Anita starrte ihn an, als würde sie es nicht verstehen, „Warum versuchst du dann, sie zu finden? Mit der Beschreibung, die du gegeben hast, ist sie der Typ, dem du normalerweise keinen zweiten Blick schenken würdest."
Asher zuckte mit den Schultern, „das ist das Seltsame, aber es gibt etwas an ihr, das ich nicht ganz fassen kann. Ich weiß, dass ich es nur verstehen kann, wenn ich sie wiedersehe oder vielleicht etwas Zeit mit ihr verbringe."
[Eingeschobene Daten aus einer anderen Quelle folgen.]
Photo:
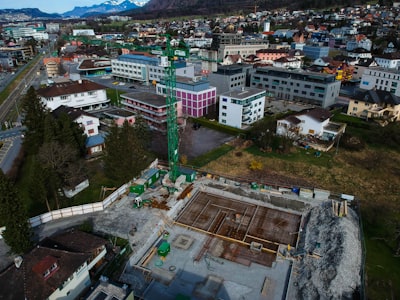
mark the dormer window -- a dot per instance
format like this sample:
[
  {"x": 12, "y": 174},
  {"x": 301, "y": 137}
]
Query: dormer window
[{"x": 46, "y": 267}]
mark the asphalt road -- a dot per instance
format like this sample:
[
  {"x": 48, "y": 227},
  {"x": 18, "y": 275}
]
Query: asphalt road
[{"x": 14, "y": 97}]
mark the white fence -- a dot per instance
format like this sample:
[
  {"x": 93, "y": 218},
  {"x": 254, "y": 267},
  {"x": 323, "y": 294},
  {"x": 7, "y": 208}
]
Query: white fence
[
  {"x": 80, "y": 209},
  {"x": 75, "y": 210}
]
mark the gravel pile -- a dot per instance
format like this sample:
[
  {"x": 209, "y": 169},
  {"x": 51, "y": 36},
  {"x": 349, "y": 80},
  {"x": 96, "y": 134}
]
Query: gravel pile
[{"x": 336, "y": 241}]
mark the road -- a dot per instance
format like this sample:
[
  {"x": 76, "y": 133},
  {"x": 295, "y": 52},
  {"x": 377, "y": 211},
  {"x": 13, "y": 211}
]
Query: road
[{"x": 13, "y": 98}]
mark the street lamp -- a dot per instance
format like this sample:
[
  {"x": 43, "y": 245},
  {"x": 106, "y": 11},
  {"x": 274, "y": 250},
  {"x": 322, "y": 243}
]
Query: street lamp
[{"x": 116, "y": 91}]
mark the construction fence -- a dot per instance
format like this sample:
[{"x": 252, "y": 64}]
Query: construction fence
[
  {"x": 80, "y": 209},
  {"x": 75, "y": 210}
]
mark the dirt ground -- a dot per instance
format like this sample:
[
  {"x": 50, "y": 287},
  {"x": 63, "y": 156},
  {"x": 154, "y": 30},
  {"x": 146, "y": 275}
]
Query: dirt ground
[{"x": 371, "y": 175}]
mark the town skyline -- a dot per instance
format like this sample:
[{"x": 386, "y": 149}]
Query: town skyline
[{"x": 43, "y": 5}]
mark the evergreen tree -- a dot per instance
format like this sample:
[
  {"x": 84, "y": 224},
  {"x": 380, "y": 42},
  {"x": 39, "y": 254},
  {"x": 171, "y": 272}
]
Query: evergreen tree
[
  {"x": 34, "y": 116},
  {"x": 38, "y": 185},
  {"x": 125, "y": 155},
  {"x": 13, "y": 216}
]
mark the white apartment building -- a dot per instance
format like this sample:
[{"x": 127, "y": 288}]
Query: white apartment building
[
  {"x": 146, "y": 69},
  {"x": 297, "y": 85},
  {"x": 388, "y": 60},
  {"x": 381, "y": 79},
  {"x": 81, "y": 94},
  {"x": 241, "y": 107},
  {"x": 195, "y": 94},
  {"x": 244, "y": 50}
]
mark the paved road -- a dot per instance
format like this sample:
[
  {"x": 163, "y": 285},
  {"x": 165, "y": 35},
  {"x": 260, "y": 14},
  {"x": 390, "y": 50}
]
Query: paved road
[
  {"x": 12, "y": 142},
  {"x": 14, "y": 97}
]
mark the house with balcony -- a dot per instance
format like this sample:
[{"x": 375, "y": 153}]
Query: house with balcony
[
  {"x": 381, "y": 79},
  {"x": 151, "y": 107},
  {"x": 80, "y": 94},
  {"x": 229, "y": 78},
  {"x": 145, "y": 68},
  {"x": 241, "y": 107},
  {"x": 90, "y": 124},
  {"x": 388, "y": 60},
  {"x": 379, "y": 105},
  {"x": 60, "y": 267},
  {"x": 311, "y": 122},
  {"x": 196, "y": 95},
  {"x": 297, "y": 85}
]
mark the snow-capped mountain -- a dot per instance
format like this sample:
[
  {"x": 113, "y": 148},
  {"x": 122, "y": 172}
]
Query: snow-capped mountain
[{"x": 110, "y": 6}]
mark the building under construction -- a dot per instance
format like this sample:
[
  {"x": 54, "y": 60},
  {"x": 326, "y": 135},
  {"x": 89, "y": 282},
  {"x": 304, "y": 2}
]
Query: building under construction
[{"x": 225, "y": 240}]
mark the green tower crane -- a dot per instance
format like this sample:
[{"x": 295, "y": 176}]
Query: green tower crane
[{"x": 168, "y": 59}]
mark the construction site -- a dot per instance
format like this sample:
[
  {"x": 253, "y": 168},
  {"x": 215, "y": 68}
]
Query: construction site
[
  {"x": 218, "y": 239},
  {"x": 206, "y": 237}
]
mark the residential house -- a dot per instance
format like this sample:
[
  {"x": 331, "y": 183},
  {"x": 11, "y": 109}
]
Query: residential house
[
  {"x": 94, "y": 67},
  {"x": 388, "y": 60},
  {"x": 381, "y": 79},
  {"x": 382, "y": 106},
  {"x": 198, "y": 98},
  {"x": 118, "y": 116},
  {"x": 90, "y": 125},
  {"x": 315, "y": 51},
  {"x": 243, "y": 49},
  {"x": 361, "y": 66},
  {"x": 81, "y": 94},
  {"x": 58, "y": 268},
  {"x": 359, "y": 53},
  {"x": 228, "y": 78},
  {"x": 232, "y": 59},
  {"x": 241, "y": 107},
  {"x": 272, "y": 54},
  {"x": 314, "y": 122},
  {"x": 287, "y": 63},
  {"x": 151, "y": 107},
  {"x": 145, "y": 68},
  {"x": 110, "y": 291},
  {"x": 52, "y": 65},
  {"x": 297, "y": 85}
]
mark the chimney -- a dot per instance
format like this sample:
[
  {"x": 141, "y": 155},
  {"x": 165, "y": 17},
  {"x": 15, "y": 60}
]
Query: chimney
[{"x": 18, "y": 261}]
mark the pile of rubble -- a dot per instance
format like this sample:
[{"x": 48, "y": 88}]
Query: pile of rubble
[{"x": 330, "y": 268}]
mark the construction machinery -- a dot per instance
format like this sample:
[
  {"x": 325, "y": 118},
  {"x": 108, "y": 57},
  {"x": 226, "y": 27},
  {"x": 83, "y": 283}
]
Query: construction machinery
[{"x": 168, "y": 58}]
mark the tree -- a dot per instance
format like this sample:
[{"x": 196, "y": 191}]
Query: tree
[
  {"x": 38, "y": 185},
  {"x": 34, "y": 116},
  {"x": 61, "y": 165},
  {"x": 18, "y": 233},
  {"x": 125, "y": 154}
]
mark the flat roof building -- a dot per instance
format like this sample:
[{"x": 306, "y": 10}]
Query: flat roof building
[
  {"x": 241, "y": 107},
  {"x": 297, "y": 85}
]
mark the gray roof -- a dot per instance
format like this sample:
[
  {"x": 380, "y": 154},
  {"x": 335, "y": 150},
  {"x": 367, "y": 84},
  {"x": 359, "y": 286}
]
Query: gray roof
[{"x": 377, "y": 97}]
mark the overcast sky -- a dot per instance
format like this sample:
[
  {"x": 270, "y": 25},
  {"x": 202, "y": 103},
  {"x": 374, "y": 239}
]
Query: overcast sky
[{"x": 48, "y": 6}]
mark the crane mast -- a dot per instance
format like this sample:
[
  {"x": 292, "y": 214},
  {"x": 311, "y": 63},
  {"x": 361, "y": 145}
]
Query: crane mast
[{"x": 172, "y": 126}]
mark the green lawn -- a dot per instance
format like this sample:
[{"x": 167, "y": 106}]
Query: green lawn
[
  {"x": 382, "y": 267},
  {"x": 298, "y": 154},
  {"x": 204, "y": 159}
]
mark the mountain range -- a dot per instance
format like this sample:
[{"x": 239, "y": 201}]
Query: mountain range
[
  {"x": 107, "y": 7},
  {"x": 150, "y": 9}
]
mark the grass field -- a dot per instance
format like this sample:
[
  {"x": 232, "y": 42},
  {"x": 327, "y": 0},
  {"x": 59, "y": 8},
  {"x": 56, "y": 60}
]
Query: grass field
[{"x": 371, "y": 175}]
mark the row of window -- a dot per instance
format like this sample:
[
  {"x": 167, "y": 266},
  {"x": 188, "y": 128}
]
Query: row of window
[{"x": 389, "y": 75}]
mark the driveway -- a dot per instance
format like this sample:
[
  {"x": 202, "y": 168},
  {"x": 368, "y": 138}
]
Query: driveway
[{"x": 193, "y": 143}]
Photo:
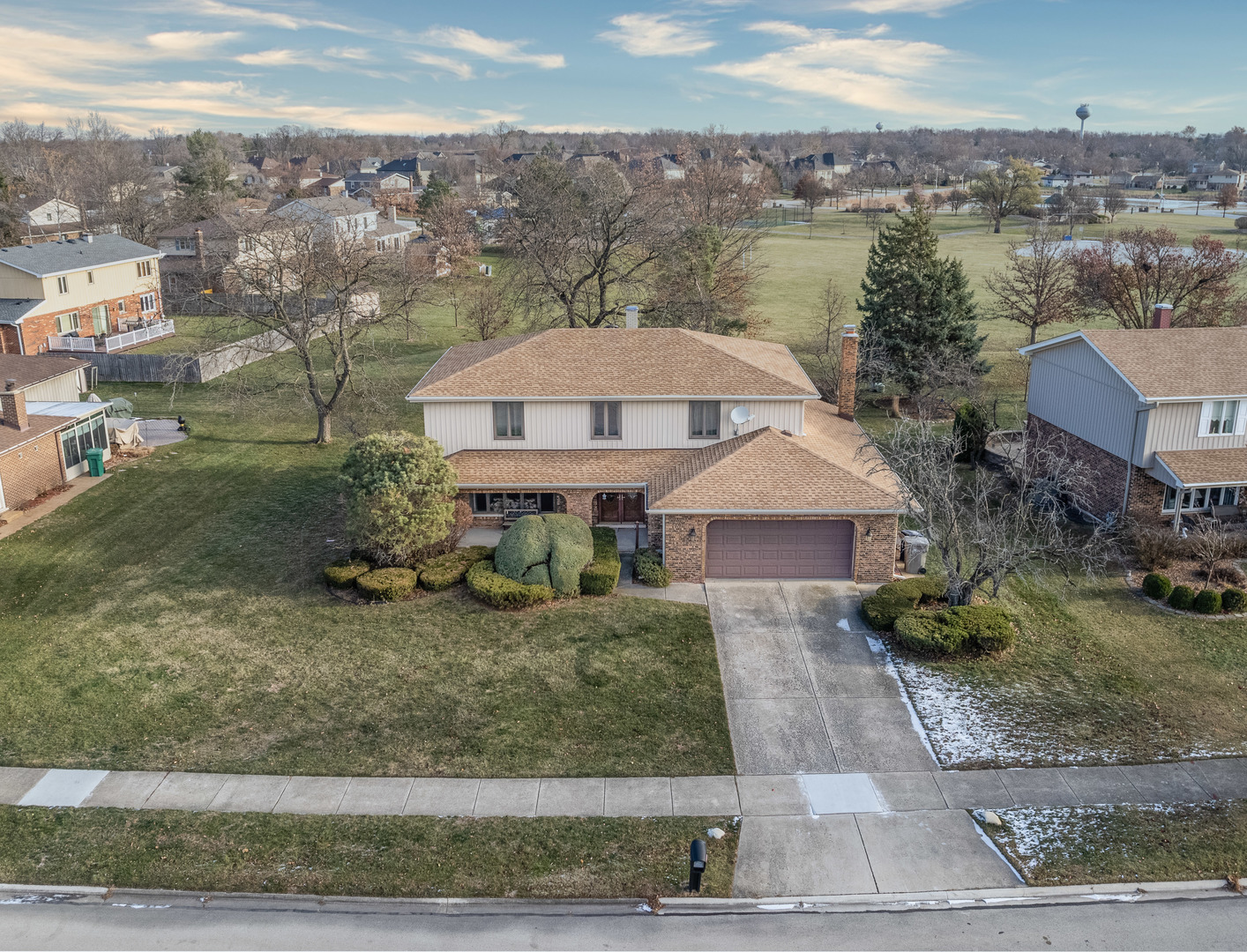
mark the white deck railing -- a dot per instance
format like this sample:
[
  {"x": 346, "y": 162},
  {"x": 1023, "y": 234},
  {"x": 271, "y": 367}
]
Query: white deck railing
[{"x": 155, "y": 331}]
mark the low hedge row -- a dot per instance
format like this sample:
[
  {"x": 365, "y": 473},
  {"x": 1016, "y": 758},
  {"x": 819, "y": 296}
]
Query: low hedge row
[
  {"x": 439, "y": 573},
  {"x": 897, "y": 599},
  {"x": 601, "y": 575},
  {"x": 388, "y": 584},
  {"x": 647, "y": 569},
  {"x": 503, "y": 592},
  {"x": 1185, "y": 599},
  {"x": 957, "y": 630}
]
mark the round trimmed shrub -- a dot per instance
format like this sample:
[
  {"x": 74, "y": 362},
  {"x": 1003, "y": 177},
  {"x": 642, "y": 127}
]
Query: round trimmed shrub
[
  {"x": 524, "y": 545},
  {"x": 930, "y": 633},
  {"x": 1208, "y": 602},
  {"x": 344, "y": 572},
  {"x": 988, "y": 627},
  {"x": 1183, "y": 597},
  {"x": 1157, "y": 586},
  {"x": 1234, "y": 599},
  {"x": 388, "y": 584}
]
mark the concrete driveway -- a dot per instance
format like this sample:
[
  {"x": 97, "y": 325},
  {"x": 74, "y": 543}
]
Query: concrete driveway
[{"x": 804, "y": 692}]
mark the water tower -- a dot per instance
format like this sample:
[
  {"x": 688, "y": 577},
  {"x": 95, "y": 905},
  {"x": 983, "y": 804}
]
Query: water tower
[{"x": 1084, "y": 114}]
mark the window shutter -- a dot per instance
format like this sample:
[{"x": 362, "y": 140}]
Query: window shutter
[{"x": 1205, "y": 418}]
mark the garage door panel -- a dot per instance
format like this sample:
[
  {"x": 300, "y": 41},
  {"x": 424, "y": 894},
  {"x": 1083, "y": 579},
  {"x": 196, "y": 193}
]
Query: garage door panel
[{"x": 780, "y": 548}]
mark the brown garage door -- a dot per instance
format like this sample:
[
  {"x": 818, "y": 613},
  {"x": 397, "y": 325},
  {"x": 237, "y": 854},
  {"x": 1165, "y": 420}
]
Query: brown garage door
[{"x": 780, "y": 548}]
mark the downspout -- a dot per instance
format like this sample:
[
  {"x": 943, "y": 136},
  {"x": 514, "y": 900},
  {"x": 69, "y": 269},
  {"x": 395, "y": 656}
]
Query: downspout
[{"x": 1130, "y": 463}]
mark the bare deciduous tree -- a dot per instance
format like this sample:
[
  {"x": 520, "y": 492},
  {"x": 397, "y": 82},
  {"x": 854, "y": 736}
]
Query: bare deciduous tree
[
  {"x": 295, "y": 286},
  {"x": 1036, "y": 286},
  {"x": 1127, "y": 274},
  {"x": 988, "y": 526}
]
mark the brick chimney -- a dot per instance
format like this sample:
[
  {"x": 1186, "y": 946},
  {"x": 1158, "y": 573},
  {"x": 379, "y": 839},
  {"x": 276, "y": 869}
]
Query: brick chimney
[
  {"x": 12, "y": 406},
  {"x": 847, "y": 395}
]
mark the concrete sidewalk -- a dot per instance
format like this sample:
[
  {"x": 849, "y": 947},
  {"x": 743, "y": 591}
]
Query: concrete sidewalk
[{"x": 744, "y": 795}]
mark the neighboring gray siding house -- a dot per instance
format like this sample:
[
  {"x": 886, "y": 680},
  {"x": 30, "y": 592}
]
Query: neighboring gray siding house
[{"x": 1170, "y": 400}]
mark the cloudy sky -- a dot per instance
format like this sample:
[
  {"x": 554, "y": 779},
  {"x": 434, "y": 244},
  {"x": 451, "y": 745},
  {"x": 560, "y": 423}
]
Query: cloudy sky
[{"x": 416, "y": 66}]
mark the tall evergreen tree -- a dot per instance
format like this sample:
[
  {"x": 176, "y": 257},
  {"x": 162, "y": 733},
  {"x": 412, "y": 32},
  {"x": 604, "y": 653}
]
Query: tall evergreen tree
[{"x": 918, "y": 307}]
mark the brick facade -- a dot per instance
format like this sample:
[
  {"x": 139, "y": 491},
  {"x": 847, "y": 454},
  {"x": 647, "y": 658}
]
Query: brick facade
[
  {"x": 27, "y": 470},
  {"x": 874, "y": 560},
  {"x": 1109, "y": 475},
  {"x": 36, "y": 328}
]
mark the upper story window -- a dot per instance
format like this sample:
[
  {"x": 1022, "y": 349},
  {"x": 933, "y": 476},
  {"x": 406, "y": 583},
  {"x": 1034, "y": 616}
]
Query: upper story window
[
  {"x": 508, "y": 421},
  {"x": 606, "y": 419},
  {"x": 1221, "y": 416},
  {"x": 704, "y": 419}
]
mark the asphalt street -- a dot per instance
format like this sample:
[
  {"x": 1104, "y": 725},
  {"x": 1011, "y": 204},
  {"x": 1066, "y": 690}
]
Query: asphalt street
[{"x": 144, "y": 921}]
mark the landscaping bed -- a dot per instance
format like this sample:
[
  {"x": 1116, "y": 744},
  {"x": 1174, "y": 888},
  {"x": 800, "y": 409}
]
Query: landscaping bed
[
  {"x": 1065, "y": 845},
  {"x": 1095, "y": 677},
  {"x": 409, "y": 856}
]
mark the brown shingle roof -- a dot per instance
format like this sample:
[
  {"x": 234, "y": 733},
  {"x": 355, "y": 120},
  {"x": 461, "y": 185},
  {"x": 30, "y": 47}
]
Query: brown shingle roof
[
  {"x": 27, "y": 369},
  {"x": 1177, "y": 361},
  {"x": 39, "y": 427},
  {"x": 610, "y": 361},
  {"x": 1207, "y": 467},
  {"x": 761, "y": 472},
  {"x": 767, "y": 472}
]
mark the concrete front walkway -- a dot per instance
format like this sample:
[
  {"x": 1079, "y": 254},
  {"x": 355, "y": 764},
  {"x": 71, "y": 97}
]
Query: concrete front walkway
[{"x": 804, "y": 690}]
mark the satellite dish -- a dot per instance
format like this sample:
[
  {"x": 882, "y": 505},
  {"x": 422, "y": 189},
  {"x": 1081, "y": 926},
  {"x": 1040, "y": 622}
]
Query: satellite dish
[{"x": 740, "y": 415}]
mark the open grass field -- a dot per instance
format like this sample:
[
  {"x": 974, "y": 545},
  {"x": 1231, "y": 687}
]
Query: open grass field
[
  {"x": 1059, "y": 846},
  {"x": 1098, "y": 677},
  {"x": 409, "y": 856}
]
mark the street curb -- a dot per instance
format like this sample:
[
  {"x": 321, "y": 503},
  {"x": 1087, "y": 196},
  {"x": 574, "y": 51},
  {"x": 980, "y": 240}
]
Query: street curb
[
  {"x": 951, "y": 898},
  {"x": 675, "y": 904}
]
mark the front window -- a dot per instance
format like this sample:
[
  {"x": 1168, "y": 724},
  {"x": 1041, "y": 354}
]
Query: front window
[
  {"x": 1201, "y": 497},
  {"x": 508, "y": 421},
  {"x": 606, "y": 419},
  {"x": 704, "y": 419},
  {"x": 1221, "y": 416}
]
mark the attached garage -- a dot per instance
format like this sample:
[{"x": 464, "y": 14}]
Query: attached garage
[{"x": 780, "y": 548}]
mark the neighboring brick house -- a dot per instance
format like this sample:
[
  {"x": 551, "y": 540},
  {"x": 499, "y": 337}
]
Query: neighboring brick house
[
  {"x": 636, "y": 427},
  {"x": 93, "y": 286},
  {"x": 1170, "y": 400}
]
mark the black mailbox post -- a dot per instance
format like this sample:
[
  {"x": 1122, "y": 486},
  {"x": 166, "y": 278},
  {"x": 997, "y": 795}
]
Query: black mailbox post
[{"x": 696, "y": 864}]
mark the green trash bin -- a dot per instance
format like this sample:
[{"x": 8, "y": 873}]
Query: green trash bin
[{"x": 95, "y": 461}]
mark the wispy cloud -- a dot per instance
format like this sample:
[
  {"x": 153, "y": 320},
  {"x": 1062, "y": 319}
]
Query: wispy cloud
[
  {"x": 457, "y": 38},
  {"x": 656, "y": 35},
  {"x": 189, "y": 44},
  {"x": 888, "y": 76},
  {"x": 442, "y": 63}
]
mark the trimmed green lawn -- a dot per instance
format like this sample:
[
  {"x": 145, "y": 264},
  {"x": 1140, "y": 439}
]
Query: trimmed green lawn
[
  {"x": 1098, "y": 677},
  {"x": 1065, "y": 845},
  {"x": 409, "y": 856}
]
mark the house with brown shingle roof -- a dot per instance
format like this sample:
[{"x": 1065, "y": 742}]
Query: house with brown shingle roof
[
  {"x": 1157, "y": 415},
  {"x": 719, "y": 446}
]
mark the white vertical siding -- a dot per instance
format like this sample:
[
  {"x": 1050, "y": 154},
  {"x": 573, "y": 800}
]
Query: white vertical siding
[
  {"x": 1074, "y": 388},
  {"x": 565, "y": 425},
  {"x": 1176, "y": 427}
]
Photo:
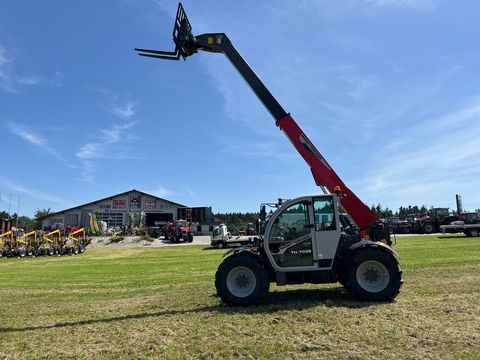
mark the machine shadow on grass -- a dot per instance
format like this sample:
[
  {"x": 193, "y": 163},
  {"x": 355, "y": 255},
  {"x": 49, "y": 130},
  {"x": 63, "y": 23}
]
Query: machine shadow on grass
[
  {"x": 463, "y": 237},
  {"x": 275, "y": 301}
]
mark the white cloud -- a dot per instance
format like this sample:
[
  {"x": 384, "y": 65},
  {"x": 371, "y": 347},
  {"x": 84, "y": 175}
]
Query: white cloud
[
  {"x": 10, "y": 81},
  {"x": 407, "y": 4},
  {"x": 161, "y": 191},
  {"x": 190, "y": 192},
  {"x": 7, "y": 82},
  {"x": 432, "y": 161},
  {"x": 122, "y": 111},
  {"x": 38, "y": 141},
  {"x": 16, "y": 187},
  {"x": 106, "y": 137}
]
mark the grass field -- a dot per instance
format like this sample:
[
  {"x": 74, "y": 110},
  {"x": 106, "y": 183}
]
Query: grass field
[{"x": 161, "y": 303}]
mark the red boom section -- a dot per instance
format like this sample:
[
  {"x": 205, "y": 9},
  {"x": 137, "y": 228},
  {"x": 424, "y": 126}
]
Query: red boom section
[{"x": 323, "y": 173}]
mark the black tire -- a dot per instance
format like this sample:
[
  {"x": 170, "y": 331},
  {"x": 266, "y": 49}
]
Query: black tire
[
  {"x": 373, "y": 275},
  {"x": 428, "y": 228},
  {"x": 241, "y": 280}
]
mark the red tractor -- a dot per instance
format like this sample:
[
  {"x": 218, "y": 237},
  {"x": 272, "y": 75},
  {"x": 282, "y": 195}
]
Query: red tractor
[
  {"x": 178, "y": 230},
  {"x": 432, "y": 221}
]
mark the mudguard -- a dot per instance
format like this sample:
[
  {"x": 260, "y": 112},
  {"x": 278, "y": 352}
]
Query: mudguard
[
  {"x": 383, "y": 246},
  {"x": 247, "y": 248}
]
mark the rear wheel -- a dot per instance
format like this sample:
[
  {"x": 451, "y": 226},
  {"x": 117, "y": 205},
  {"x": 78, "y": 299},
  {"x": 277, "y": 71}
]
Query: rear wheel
[
  {"x": 373, "y": 275},
  {"x": 241, "y": 280}
]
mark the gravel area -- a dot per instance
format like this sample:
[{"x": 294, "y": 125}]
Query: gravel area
[{"x": 134, "y": 241}]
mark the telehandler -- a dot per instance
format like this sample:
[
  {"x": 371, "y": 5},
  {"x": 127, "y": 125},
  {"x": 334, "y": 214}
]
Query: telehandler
[{"x": 305, "y": 240}]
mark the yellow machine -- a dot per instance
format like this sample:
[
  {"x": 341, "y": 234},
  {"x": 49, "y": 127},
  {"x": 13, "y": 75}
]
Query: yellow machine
[
  {"x": 10, "y": 246},
  {"x": 79, "y": 241},
  {"x": 6, "y": 240},
  {"x": 31, "y": 242},
  {"x": 53, "y": 243}
]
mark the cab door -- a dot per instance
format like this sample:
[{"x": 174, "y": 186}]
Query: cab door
[
  {"x": 326, "y": 229},
  {"x": 290, "y": 237}
]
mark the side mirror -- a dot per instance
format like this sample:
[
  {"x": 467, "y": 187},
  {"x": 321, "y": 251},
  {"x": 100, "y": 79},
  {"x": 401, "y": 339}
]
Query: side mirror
[{"x": 263, "y": 212}]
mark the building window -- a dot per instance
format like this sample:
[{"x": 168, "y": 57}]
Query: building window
[
  {"x": 112, "y": 219},
  {"x": 119, "y": 204},
  {"x": 71, "y": 219},
  {"x": 55, "y": 222},
  {"x": 150, "y": 204},
  {"x": 135, "y": 202}
]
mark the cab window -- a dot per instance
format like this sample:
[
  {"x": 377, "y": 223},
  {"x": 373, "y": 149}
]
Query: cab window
[{"x": 324, "y": 215}]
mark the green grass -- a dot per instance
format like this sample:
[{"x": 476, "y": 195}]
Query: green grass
[{"x": 161, "y": 303}]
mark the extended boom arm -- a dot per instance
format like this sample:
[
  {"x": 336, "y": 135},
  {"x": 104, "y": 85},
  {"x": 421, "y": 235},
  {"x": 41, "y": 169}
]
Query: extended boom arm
[{"x": 186, "y": 44}]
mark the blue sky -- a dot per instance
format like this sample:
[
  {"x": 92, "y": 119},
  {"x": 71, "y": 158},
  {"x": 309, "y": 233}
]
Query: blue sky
[{"x": 388, "y": 90}]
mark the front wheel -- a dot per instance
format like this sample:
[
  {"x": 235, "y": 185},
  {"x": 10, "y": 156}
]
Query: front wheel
[
  {"x": 373, "y": 275},
  {"x": 241, "y": 280},
  {"x": 428, "y": 228}
]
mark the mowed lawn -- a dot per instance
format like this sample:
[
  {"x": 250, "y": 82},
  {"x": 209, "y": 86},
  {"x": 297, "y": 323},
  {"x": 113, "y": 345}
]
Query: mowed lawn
[{"x": 161, "y": 303}]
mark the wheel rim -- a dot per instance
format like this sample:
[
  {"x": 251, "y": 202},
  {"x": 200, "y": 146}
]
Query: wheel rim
[
  {"x": 372, "y": 276},
  {"x": 241, "y": 281}
]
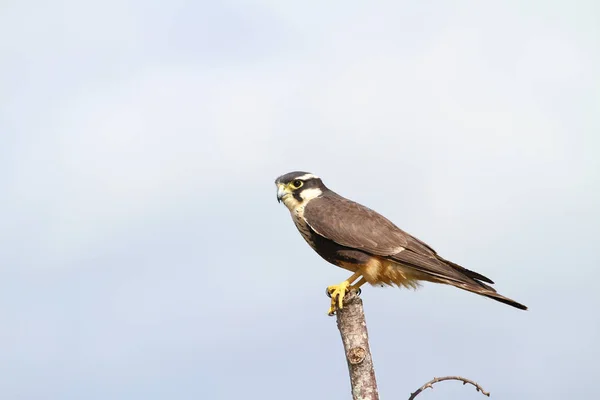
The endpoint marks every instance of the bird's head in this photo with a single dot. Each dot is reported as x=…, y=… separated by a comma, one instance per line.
x=298, y=188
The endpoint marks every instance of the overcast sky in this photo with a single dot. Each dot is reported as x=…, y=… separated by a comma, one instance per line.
x=143, y=254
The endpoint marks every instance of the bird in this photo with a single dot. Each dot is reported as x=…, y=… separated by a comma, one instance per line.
x=364, y=242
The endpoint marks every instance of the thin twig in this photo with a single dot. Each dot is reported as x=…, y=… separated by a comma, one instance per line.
x=448, y=378
x=353, y=328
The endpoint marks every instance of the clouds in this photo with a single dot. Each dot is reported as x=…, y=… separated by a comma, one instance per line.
x=143, y=251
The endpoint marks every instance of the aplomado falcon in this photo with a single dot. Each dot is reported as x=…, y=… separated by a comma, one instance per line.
x=354, y=237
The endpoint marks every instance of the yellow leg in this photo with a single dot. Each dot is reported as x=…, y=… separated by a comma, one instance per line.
x=337, y=292
x=358, y=284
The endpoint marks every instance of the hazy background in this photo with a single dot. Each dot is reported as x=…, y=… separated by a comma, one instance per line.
x=143, y=254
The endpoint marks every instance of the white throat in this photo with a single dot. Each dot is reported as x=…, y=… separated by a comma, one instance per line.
x=306, y=195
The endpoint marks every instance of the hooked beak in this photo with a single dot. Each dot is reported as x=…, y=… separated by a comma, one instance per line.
x=280, y=192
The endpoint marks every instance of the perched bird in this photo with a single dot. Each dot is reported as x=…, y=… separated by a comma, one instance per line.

„Dann, wie können wir sie finden? Was ist ihr Name, ihr Alter, und gib mir eine genauere Beschreibung, wie Größe, Haarfarbe, Augenfarbe und so weiter."
„Ich erinnere mich deutlich daran, dass er sie Naomi nannte. Sie hat wirklich dunkles Haar und haselnussbraune Augen, und ihre Augen sind wunderschön, das weiß ich sicher. Und sie sollte um die siebzehn oder achtzehn Jahre alt sein."
„Ein Teenager?"
„Ja."
„Warum hast du das nicht gleich gesagt," Anita verdrehte die Augen, „jeder weiß, dass es nur einen Ort gibt, an dem man menschliche Teenager findet: Die Highschool."